OTTAWA—The Bank of Canada broke its tone of pessimism on May 29, saying that the economy is improving as expected but that trade tensions between the United States and China and with China directly are the primary concerns for the outlook.
The economy has not really strengthened, but it has not deteriorated further as it had when the BoC released its April 24 statement and quarterly projections. As widely expected, Canada’s central bank left its overnight rate target at 1.75 percent.
“The recent escalation of trade conflicts is heightening uncertainty about economic prospects,” said the bank in a short press release.
The biggest development since the bank’s prior interest rate decision is the renewal in early May of the United States taking China to task for unfair trade practices by raising tariffs to 25 percent from 10 percent on US$200 billion worth of Chinese imports.
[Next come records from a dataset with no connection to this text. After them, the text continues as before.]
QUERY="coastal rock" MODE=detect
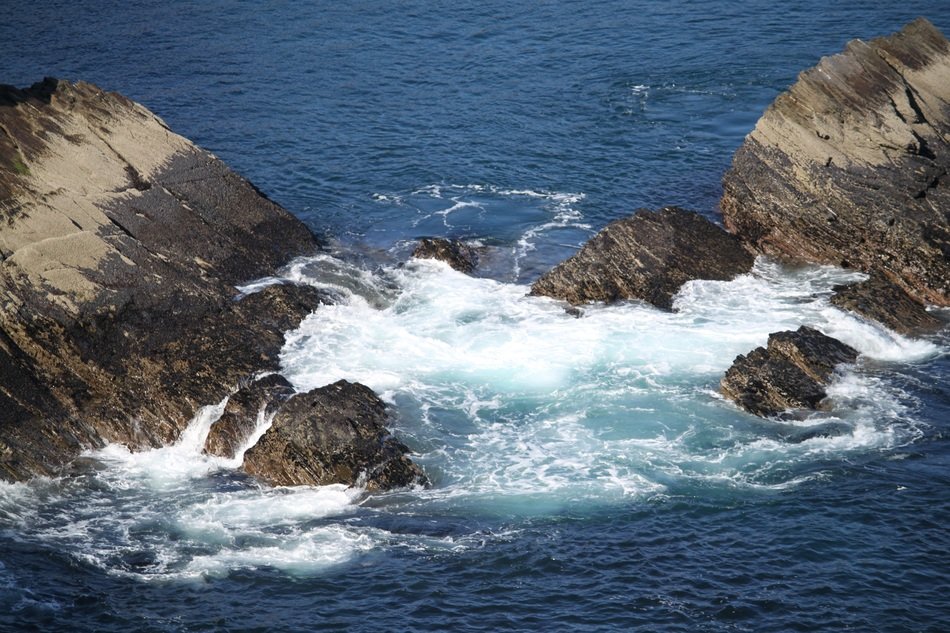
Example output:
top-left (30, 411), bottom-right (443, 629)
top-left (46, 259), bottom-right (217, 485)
top-left (831, 272), bottom-right (942, 335)
top-left (412, 237), bottom-right (480, 274)
top-left (203, 374), bottom-right (296, 458)
top-left (530, 206), bottom-right (754, 310)
top-left (242, 380), bottom-right (426, 490)
top-left (0, 78), bottom-right (423, 489)
top-left (720, 326), bottom-right (859, 417)
top-left (721, 18), bottom-right (950, 307)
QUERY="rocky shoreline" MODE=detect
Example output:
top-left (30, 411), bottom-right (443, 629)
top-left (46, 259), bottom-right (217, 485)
top-left (1, 18), bottom-right (947, 484)
top-left (0, 79), bottom-right (423, 487)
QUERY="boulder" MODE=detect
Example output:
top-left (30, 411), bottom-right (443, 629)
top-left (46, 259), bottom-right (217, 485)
top-left (242, 380), bottom-right (426, 490)
top-left (204, 373), bottom-right (296, 458)
top-left (412, 237), bottom-right (480, 274)
top-left (0, 79), bottom-right (423, 490)
top-left (720, 326), bottom-right (859, 417)
top-left (530, 206), bottom-right (754, 310)
top-left (831, 272), bottom-right (943, 335)
top-left (721, 18), bottom-right (950, 307)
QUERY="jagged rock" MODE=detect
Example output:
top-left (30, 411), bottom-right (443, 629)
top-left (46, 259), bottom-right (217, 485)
top-left (831, 272), bottom-right (942, 335)
top-left (0, 79), bottom-right (422, 489)
top-left (721, 18), bottom-right (950, 308)
top-left (242, 380), bottom-right (426, 490)
top-left (412, 237), bottom-right (480, 274)
top-left (721, 326), bottom-right (859, 417)
top-left (204, 374), bottom-right (296, 458)
top-left (530, 206), bottom-right (754, 310)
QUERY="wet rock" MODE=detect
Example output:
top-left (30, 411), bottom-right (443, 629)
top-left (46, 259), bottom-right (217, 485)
top-left (0, 79), bottom-right (422, 489)
top-left (721, 18), bottom-right (950, 308)
top-left (530, 206), bottom-right (754, 310)
top-left (831, 272), bottom-right (942, 335)
top-left (720, 326), bottom-right (859, 417)
top-left (412, 237), bottom-right (480, 274)
top-left (203, 374), bottom-right (296, 459)
top-left (242, 380), bottom-right (427, 490)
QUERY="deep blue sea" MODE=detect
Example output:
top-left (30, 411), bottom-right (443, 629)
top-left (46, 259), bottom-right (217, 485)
top-left (2, 2), bottom-right (950, 631)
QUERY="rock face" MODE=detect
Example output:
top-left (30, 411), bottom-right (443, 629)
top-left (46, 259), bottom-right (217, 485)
top-left (242, 380), bottom-right (426, 490)
top-left (720, 326), bottom-right (859, 417)
top-left (0, 78), bottom-right (423, 488)
top-left (203, 374), bottom-right (296, 458)
top-left (721, 18), bottom-right (950, 308)
top-left (412, 237), bottom-right (480, 274)
top-left (530, 206), bottom-right (754, 310)
top-left (831, 272), bottom-right (942, 335)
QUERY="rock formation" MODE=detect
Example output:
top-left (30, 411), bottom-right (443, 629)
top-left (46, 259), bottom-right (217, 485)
top-left (0, 79), bottom-right (423, 488)
top-left (530, 206), bottom-right (754, 310)
top-left (721, 18), bottom-right (950, 308)
top-left (412, 237), bottom-right (480, 274)
top-left (203, 374), bottom-right (296, 458)
top-left (720, 326), bottom-right (859, 417)
top-left (831, 273), bottom-right (942, 335)
top-left (242, 380), bottom-right (426, 490)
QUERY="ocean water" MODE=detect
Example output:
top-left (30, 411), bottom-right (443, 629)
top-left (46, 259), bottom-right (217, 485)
top-left (2, 2), bottom-right (950, 631)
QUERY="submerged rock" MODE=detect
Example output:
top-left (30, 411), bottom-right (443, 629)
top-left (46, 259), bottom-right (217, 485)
top-left (242, 380), bottom-right (426, 490)
top-left (830, 272), bottom-right (942, 335)
top-left (411, 237), bottom-right (480, 274)
top-left (720, 326), bottom-right (859, 417)
top-left (203, 374), bottom-right (296, 459)
top-left (721, 18), bottom-right (950, 308)
top-left (530, 206), bottom-right (754, 310)
top-left (0, 79), bottom-right (422, 489)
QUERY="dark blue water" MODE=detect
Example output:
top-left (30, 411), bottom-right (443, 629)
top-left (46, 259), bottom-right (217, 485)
top-left (2, 2), bottom-right (950, 631)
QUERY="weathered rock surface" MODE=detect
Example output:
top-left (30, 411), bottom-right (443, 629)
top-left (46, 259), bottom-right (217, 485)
top-left (0, 78), bottom-right (423, 488)
top-left (721, 18), bottom-right (950, 308)
top-left (720, 326), bottom-right (859, 417)
top-left (831, 272), bottom-right (943, 335)
top-left (412, 237), bottom-right (480, 274)
top-left (203, 374), bottom-right (296, 458)
top-left (530, 206), bottom-right (754, 310)
top-left (242, 380), bottom-right (426, 490)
China refuses to back down and its latest retaliation threatens exports of rare earth minerals used in electronics.
The Bank of Canada’s position on the U.S.–China trade war has been that it is a two-sided risk. Its escalation is hurting the global economy, but if it gets resolved, that would represent a risk to the upside. The United States getting a trade deal done in which China stops taking advantage of other countries through stealing intellectual property (IP) and forcing technology transfers in joint ventures would be a part of the expected boost for the global economy.
But for now, these trade tensions have indirect effects on the Canadian economy through channels like commodity prices and business confidence.
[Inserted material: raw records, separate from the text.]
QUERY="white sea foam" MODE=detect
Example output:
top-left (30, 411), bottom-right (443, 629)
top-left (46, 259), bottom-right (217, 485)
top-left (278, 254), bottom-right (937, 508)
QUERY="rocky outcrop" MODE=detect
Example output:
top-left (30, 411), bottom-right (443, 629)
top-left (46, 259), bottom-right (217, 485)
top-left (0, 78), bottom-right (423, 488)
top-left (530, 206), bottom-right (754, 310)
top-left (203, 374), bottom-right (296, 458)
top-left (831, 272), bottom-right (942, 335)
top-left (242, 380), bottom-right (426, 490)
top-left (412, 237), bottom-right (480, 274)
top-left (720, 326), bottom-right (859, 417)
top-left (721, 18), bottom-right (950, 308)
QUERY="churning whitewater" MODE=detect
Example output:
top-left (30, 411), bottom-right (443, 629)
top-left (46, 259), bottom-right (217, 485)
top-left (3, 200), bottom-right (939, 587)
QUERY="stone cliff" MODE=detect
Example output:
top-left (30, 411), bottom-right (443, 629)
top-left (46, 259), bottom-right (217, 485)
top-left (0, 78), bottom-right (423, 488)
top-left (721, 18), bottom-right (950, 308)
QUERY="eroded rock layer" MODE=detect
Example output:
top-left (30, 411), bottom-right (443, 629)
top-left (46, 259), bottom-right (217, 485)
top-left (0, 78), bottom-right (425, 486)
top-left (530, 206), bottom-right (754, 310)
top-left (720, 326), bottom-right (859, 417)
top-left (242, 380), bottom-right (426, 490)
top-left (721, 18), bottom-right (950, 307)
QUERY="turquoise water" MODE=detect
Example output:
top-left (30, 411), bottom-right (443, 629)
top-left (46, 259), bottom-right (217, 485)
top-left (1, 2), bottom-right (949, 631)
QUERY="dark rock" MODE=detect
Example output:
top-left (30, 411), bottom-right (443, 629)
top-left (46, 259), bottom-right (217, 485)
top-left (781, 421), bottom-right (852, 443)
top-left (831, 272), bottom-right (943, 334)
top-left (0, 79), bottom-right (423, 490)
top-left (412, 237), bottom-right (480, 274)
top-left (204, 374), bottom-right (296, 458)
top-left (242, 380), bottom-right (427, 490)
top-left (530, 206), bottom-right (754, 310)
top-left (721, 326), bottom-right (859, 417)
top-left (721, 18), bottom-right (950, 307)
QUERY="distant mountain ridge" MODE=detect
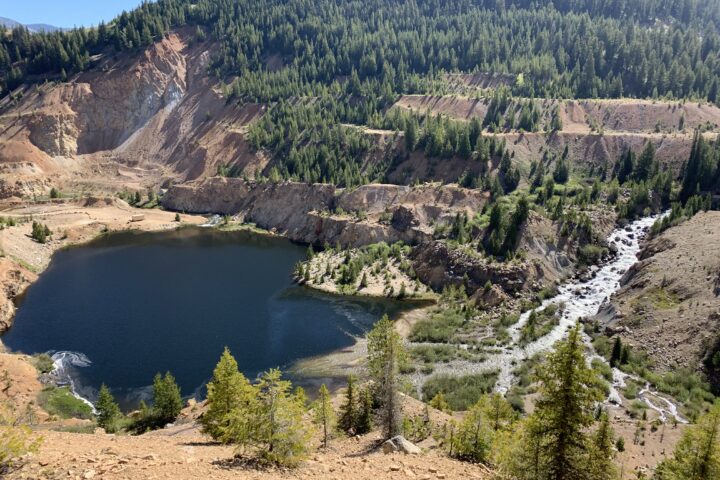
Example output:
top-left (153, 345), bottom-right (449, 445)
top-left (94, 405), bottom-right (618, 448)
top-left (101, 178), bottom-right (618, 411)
top-left (0, 16), bottom-right (65, 33)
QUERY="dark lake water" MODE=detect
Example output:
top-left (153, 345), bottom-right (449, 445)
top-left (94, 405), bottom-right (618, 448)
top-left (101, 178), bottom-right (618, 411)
top-left (3, 228), bottom-right (406, 408)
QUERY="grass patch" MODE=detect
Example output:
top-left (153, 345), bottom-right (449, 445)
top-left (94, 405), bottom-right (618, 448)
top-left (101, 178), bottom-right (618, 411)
top-left (591, 358), bottom-right (613, 382)
top-left (7, 254), bottom-right (39, 273)
top-left (421, 371), bottom-right (499, 411)
top-left (410, 344), bottom-right (460, 364)
top-left (38, 386), bottom-right (93, 420)
top-left (408, 344), bottom-right (484, 367)
top-left (644, 286), bottom-right (681, 310)
top-left (623, 378), bottom-right (643, 400)
top-left (409, 308), bottom-right (465, 343)
top-left (577, 244), bottom-right (608, 266)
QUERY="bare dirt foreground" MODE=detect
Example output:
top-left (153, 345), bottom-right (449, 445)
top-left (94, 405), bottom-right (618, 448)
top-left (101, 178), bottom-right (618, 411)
top-left (8, 425), bottom-right (487, 480)
top-left (6, 393), bottom-right (488, 480)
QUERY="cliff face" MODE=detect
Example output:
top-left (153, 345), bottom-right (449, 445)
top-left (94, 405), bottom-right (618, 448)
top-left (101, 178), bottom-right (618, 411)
top-left (411, 241), bottom-right (531, 295)
top-left (0, 258), bottom-right (37, 334)
top-left (5, 36), bottom-right (187, 158)
top-left (162, 177), bottom-right (487, 248)
top-left (0, 32), bottom-right (264, 199)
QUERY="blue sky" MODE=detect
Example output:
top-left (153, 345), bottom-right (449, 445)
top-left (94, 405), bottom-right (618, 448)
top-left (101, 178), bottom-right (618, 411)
top-left (1, 0), bottom-right (147, 28)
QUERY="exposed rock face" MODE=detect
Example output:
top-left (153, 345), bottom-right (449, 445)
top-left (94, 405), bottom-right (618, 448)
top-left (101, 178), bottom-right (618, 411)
top-left (411, 241), bottom-right (530, 294)
top-left (163, 178), bottom-right (488, 248)
top-left (0, 259), bottom-right (37, 333)
top-left (471, 284), bottom-right (509, 307)
top-left (163, 177), bottom-right (594, 297)
top-left (15, 39), bottom-right (187, 158)
top-left (0, 33), bottom-right (265, 198)
top-left (27, 113), bottom-right (79, 156)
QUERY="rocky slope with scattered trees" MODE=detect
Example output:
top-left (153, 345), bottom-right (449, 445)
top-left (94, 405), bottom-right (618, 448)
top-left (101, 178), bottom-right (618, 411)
top-left (597, 210), bottom-right (720, 391)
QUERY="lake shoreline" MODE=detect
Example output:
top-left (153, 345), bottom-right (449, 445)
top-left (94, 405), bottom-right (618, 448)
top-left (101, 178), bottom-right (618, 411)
top-left (289, 303), bottom-right (434, 385)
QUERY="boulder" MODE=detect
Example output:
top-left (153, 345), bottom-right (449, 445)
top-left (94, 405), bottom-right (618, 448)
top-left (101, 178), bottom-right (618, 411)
top-left (391, 206), bottom-right (418, 232)
top-left (382, 435), bottom-right (421, 455)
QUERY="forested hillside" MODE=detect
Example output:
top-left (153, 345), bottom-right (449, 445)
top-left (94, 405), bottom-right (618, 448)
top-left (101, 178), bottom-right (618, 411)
top-left (3, 0), bottom-right (720, 100)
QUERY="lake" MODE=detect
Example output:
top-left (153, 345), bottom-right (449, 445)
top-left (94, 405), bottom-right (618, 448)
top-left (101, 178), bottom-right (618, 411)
top-left (2, 228), bottom-right (407, 408)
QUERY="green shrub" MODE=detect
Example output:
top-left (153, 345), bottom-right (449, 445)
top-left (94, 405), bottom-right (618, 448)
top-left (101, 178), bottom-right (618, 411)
top-left (31, 353), bottom-right (55, 374)
top-left (410, 344), bottom-right (460, 364)
top-left (409, 309), bottom-right (464, 343)
top-left (577, 244), bottom-right (607, 265)
top-left (422, 372), bottom-right (499, 411)
top-left (31, 222), bottom-right (52, 243)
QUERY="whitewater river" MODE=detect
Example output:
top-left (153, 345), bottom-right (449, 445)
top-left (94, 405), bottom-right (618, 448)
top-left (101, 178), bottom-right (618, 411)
top-left (486, 212), bottom-right (686, 423)
top-left (413, 211), bottom-right (686, 423)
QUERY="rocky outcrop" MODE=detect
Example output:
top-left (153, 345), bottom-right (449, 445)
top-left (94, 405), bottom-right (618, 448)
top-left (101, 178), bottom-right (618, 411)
top-left (382, 436), bottom-right (421, 455)
top-left (0, 259), bottom-right (37, 333)
top-left (163, 177), bottom-right (589, 297)
top-left (163, 177), bottom-right (488, 248)
top-left (411, 241), bottom-right (530, 295)
top-left (10, 37), bottom-right (188, 158)
top-left (27, 113), bottom-right (79, 157)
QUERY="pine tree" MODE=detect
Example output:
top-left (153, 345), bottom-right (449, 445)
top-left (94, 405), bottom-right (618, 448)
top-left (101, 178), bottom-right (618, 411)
top-left (617, 148), bottom-right (635, 184)
top-left (96, 384), bottom-right (120, 432)
top-left (620, 346), bottom-right (630, 365)
top-left (656, 401), bottom-right (720, 480)
top-left (31, 222), bottom-right (51, 243)
top-left (529, 326), bottom-right (602, 479)
top-left (634, 142), bottom-right (657, 181)
top-left (356, 387), bottom-right (373, 435)
top-left (367, 314), bottom-right (405, 438)
top-left (481, 393), bottom-right (517, 432)
top-left (312, 384), bottom-right (336, 449)
top-left (405, 117), bottom-right (418, 152)
top-left (360, 271), bottom-right (368, 289)
top-left (254, 369), bottom-right (310, 466)
top-left (553, 157), bottom-right (570, 184)
top-left (430, 392), bottom-right (450, 413)
top-left (610, 337), bottom-right (622, 367)
top-left (495, 413), bottom-right (545, 480)
top-left (448, 398), bottom-right (493, 463)
top-left (152, 372), bottom-right (182, 424)
top-left (338, 375), bottom-right (358, 434)
top-left (588, 412), bottom-right (617, 480)
top-left (201, 347), bottom-right (254, 442)
top-left (458, 128), bottom-right (472, 158)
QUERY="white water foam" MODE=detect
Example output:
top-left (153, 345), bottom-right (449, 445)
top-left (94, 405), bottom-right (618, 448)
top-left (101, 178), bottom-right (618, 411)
top-left (200, 214), bottom-right (222, 227)
top-left (458, 211), bottom-right (685, 422)
top-left (50, 351), bottom-right (97, 413)
top-left (482, 213), bottom-right (662, 393)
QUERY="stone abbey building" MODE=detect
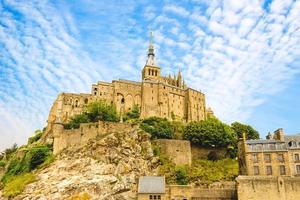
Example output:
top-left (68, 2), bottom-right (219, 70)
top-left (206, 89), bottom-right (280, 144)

University of Waterloo economics professor Jean-Paul Lam says these downside risks are heightened now and Canada is likely to get caught in the crossfire.
“If we’re going to see a more sustained and bigger slowdown in the U.S. economy … that’s the most direct impact for us going forward,” he said in an interview.
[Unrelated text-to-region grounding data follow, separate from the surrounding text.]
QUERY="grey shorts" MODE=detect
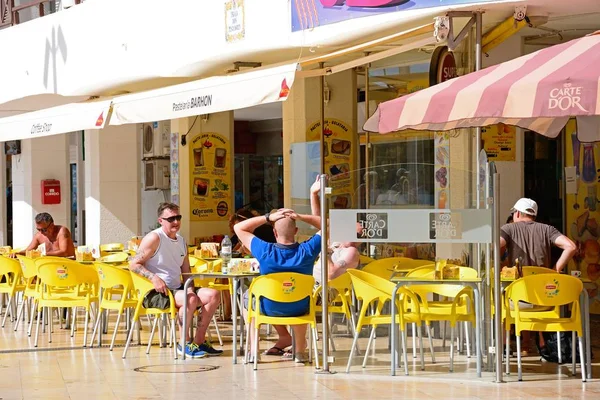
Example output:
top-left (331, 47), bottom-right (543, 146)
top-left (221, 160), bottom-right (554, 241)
top-left (142, 285), bottom-right (184, 309)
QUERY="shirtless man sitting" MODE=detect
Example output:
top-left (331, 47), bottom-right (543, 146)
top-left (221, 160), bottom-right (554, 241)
top-left (18, 212), bottom-right (75, 257)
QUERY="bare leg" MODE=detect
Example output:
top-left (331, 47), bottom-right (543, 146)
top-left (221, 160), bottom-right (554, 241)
top-left (174, 290), bottom-right (200, 344)
top-left (194, 288), bottom-right (220, 344)
top-left (273, 325), bottom-right (293, 350)
top-left (291, 324), bottom-right (307, 354)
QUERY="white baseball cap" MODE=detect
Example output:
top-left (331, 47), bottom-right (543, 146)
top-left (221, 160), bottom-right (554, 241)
top-left (511, 198), bottom-right (538, 216)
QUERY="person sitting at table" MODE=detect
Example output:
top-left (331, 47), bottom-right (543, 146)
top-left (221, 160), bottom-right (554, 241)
top-left (500, 198), bottom-right (576, 355)
top-left (234, 208), bottom-right (322, 362)
top-left (130, 202), bottom-right (223, 358)
top-left (17, 212), bottom-right (75, 258)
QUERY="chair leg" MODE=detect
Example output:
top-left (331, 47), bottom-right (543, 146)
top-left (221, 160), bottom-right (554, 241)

But short-term pain could pay off in the long run for both the U.S. and Canadian economies.
“If we get a lot of things in order with China, stopping China from playing easy on IP and other things, definitely,” Lam said.
Bloomberg economists estimate Canada’s output exposed to China’s exports to the U.S. at 0.09 percent and U.S. exports to China at 0.21 percent of GDP. The vulnerable Canadian energy sector’s products are more exposed to U.S. exports to China than any other Canadian industry.
Oxford Economics estimates that the impact on the Canadian GDP from the U.S.–China trade war appears to be little more than a rounding error—0.1 percent in 2019 and 2020.
Gregory Daco, chief U.S. economist at Oxford Economics, says that the confidence effects could be much larger should tariffs be imposed on all imports. In this case, the hit to U.S., Chinese, and Canadian GDP would be significantly higher.
But in addition, the Bank of Canada specifically singled out China’s recent actions against Canadian exports—the highest profile of which is canola.
“Trade restrictions introduced by China are having direct effects on Canadian exports,” said the bank.
But Lam says the indirect effects coming through the United States are more material than the direct ones, as the Canadian economy is more dependent on the United States than it is on China.
“The danger is really trade uncertainty going to impact investment decisions and financial markets in the United States,” Lam said. “That effect is going to be much more important for Canada than China continuing to impose tariffs on Canadian goods.”
Exports are off to a slow start in 2019, but the BoC says the removal of steel and aluminum tariffs and the improving prospects for ratification of the Canada-United States-Mexico Agreement “will have positive implications for Canadian exports and investment.”
Financial markets in Canada aren’t pricing in as dire an outlook as are the financial markets in the United States. Canadian bond yields and equities have not fallen as much as their U.S. counterparts, and the Canadian dollar is roughly unchanged since the last BoC meeting in which a neutral stance toward interest rate changes was adopted and the currency shifted lower.
The BoC remains focused on household spending, oil markets, and global trade—of which the first two support the hypothesis that the second quarter of 2019 is seeing a pickup in economic activity after the slowdown of late 2018 and early 2019.
There is no sign of inflation picking up and the bank remained neutral regarding the next move in interest rates.
The strongest component of the Canadian economy continues to be the labour market, which has added 222,000 jobs through the first four months of 2019 and is growing much faster than GDP. The bank suggested that businesses thus see the weakness in the last six months as temporary.
TD Securities said in a note that first-quarter GDP is tracking at 0.4 percent, which is in line with the bank’s 0.3 percent forecast from April.
“The [Bank of Canada’s] tone was extremely optimistic about the economy,” Lam said.